Sun Wei is a Chinese novelist, short-story writer and essayist. She was born in 1973 in Shanghai and grew up in a family of intellectuals. She received her B.A. in journalism from Fudan University in 1996 and her master in International Business Administration from Shanghai University of Finance and Economics in 2001. She started writing fairy tales and novels in her teenage years. The theme of her examination is the ‘malaise’ in an increasingly materialistic world, with a fickle and fast-developing economy in China as the social background. She has published 13 books and over 20 novels and novelettes.

 

Mao Juzhen (毛菊珍), whose pen name is A Mao, is a poet, author, born in Xiantao, Hubei Province, China. A Mao lives in Wuhan now. She is the member of China Writers Association, Hubei Provincial Writers Association, and writer of Wuhan Academy of Literature. She is considered as one of the most influential poet in China.

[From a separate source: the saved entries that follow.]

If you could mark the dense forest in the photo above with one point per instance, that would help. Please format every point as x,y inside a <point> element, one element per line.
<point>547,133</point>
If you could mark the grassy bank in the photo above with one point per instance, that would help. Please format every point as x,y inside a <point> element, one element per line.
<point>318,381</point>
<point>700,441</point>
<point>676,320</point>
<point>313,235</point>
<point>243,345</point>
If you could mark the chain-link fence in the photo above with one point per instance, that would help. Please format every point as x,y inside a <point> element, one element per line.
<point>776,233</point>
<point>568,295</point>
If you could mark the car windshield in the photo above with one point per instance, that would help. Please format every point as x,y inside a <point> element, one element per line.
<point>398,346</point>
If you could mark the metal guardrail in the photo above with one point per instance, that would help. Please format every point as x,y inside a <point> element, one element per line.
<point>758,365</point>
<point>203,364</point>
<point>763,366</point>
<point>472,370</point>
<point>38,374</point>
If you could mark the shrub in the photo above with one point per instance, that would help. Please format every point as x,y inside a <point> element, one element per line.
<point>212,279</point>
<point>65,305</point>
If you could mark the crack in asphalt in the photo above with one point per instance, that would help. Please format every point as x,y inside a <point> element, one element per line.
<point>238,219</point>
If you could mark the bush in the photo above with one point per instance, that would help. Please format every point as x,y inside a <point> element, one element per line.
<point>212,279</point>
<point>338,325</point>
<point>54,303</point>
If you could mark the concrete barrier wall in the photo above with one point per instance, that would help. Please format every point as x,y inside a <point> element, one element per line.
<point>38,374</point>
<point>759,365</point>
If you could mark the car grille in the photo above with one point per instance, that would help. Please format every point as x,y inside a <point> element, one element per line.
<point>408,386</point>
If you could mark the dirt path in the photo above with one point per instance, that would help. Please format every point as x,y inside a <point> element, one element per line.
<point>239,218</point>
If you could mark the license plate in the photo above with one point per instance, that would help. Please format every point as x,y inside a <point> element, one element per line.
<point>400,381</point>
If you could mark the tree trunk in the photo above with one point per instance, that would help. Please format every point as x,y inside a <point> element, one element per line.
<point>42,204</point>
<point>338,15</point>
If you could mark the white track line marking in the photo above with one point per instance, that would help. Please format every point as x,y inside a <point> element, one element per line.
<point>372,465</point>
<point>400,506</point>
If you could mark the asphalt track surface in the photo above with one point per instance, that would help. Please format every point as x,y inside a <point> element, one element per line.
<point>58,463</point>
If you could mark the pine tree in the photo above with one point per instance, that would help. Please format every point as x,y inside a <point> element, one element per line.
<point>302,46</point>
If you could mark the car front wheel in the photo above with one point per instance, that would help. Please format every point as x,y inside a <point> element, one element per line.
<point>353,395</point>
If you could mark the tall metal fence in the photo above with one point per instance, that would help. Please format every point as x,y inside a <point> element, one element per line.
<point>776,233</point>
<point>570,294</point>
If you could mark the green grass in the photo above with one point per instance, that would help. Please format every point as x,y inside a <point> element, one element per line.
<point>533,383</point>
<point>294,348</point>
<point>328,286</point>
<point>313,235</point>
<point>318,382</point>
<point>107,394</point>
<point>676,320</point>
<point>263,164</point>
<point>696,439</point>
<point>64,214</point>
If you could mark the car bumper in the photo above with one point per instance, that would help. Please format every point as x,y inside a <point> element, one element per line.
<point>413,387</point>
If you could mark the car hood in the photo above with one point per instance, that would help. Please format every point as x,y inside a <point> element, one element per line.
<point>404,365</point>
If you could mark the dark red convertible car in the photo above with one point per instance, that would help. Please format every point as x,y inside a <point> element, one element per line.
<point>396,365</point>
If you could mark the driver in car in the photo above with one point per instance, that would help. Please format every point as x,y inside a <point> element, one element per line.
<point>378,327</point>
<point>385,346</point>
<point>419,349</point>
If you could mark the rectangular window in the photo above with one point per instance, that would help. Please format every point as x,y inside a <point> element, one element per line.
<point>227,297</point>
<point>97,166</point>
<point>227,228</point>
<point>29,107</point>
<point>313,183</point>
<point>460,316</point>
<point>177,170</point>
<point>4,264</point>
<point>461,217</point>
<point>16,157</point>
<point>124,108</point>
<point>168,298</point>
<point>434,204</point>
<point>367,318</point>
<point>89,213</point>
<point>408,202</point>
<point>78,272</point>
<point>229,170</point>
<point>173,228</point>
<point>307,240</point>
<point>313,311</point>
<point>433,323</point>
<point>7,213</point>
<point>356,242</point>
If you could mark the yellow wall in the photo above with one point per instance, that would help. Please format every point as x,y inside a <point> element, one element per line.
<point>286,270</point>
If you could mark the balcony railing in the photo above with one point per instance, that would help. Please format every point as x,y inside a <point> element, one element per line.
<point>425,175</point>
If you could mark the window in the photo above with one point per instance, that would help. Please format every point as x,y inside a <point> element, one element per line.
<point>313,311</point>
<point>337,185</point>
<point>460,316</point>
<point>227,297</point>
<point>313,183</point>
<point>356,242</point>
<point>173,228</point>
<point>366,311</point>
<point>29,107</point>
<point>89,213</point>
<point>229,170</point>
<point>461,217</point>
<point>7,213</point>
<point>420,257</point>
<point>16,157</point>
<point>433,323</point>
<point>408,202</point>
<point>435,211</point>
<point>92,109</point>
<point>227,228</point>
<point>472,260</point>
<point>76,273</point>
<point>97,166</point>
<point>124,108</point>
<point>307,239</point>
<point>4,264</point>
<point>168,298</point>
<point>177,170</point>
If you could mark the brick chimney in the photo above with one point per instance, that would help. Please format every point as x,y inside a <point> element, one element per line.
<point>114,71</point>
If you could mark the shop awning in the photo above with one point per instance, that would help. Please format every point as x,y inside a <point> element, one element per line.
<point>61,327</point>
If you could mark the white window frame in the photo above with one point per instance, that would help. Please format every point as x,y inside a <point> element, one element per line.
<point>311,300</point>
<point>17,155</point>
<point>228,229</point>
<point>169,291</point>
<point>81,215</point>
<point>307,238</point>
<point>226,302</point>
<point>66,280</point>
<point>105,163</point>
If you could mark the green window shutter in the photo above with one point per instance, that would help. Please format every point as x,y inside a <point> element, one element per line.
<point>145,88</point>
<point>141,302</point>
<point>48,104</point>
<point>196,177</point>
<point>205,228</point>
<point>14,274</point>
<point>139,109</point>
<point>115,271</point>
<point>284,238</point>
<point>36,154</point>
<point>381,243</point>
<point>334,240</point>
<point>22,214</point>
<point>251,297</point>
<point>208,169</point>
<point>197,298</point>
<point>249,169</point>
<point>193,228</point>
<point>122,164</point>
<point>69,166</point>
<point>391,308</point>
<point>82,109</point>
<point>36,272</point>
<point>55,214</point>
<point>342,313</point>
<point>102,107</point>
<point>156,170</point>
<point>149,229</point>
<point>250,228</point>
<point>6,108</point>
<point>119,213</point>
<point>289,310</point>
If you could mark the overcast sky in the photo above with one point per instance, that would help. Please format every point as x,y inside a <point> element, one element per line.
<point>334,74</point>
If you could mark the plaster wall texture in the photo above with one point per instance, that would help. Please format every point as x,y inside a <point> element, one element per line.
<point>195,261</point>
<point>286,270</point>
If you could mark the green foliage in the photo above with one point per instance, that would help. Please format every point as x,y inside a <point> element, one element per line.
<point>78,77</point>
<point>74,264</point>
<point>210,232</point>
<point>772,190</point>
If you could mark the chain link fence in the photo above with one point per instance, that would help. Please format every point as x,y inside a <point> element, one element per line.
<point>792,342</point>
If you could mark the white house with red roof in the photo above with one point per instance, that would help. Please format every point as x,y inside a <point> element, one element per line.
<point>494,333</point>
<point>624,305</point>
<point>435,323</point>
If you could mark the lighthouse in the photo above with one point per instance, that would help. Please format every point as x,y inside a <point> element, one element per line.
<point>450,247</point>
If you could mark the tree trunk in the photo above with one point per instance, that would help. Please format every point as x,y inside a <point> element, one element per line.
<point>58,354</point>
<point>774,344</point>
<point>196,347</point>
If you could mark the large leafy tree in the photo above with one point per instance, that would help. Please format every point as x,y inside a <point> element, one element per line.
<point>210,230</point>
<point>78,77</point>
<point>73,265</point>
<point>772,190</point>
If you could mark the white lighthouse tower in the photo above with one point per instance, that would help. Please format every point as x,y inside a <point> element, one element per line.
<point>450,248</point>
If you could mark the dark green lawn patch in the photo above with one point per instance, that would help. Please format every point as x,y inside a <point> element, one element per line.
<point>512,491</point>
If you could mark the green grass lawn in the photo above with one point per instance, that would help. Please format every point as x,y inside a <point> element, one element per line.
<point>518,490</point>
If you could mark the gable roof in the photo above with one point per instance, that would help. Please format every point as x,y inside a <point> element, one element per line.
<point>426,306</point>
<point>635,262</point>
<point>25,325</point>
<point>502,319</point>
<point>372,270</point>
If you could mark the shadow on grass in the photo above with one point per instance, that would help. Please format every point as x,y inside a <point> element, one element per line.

She graduated from the philosophy Department of Zhongnan University of Economics and Law in 1989, and began writing poetry in the late 1980s. She has published more than ten literary works, including five collections of poems, such as Injured by Water (1992), Supreme Stars (1999), The song of my Time (1999), Rotating Mirror (2006), Variation (2010); three collections of prose: The Train of Images (1998), Stone's passion (2009),  Apple's rule (2011); and the short story collections Apple on the Cup (1996), Desire (1999),  Who Takes Me Home(2005), and The Eternal life in Love(2011). She has won several poetry awards including the Annual Poet Prize by Poetry Monthly in 2007, The 7th Chinese National Youth Poet Award by Poetry Periodical, The Best Love Poems for the Year 2009 in China, and from Aug 2009-Aug 2010,she was the poet-in-residence in Capital Normal University in Beijing.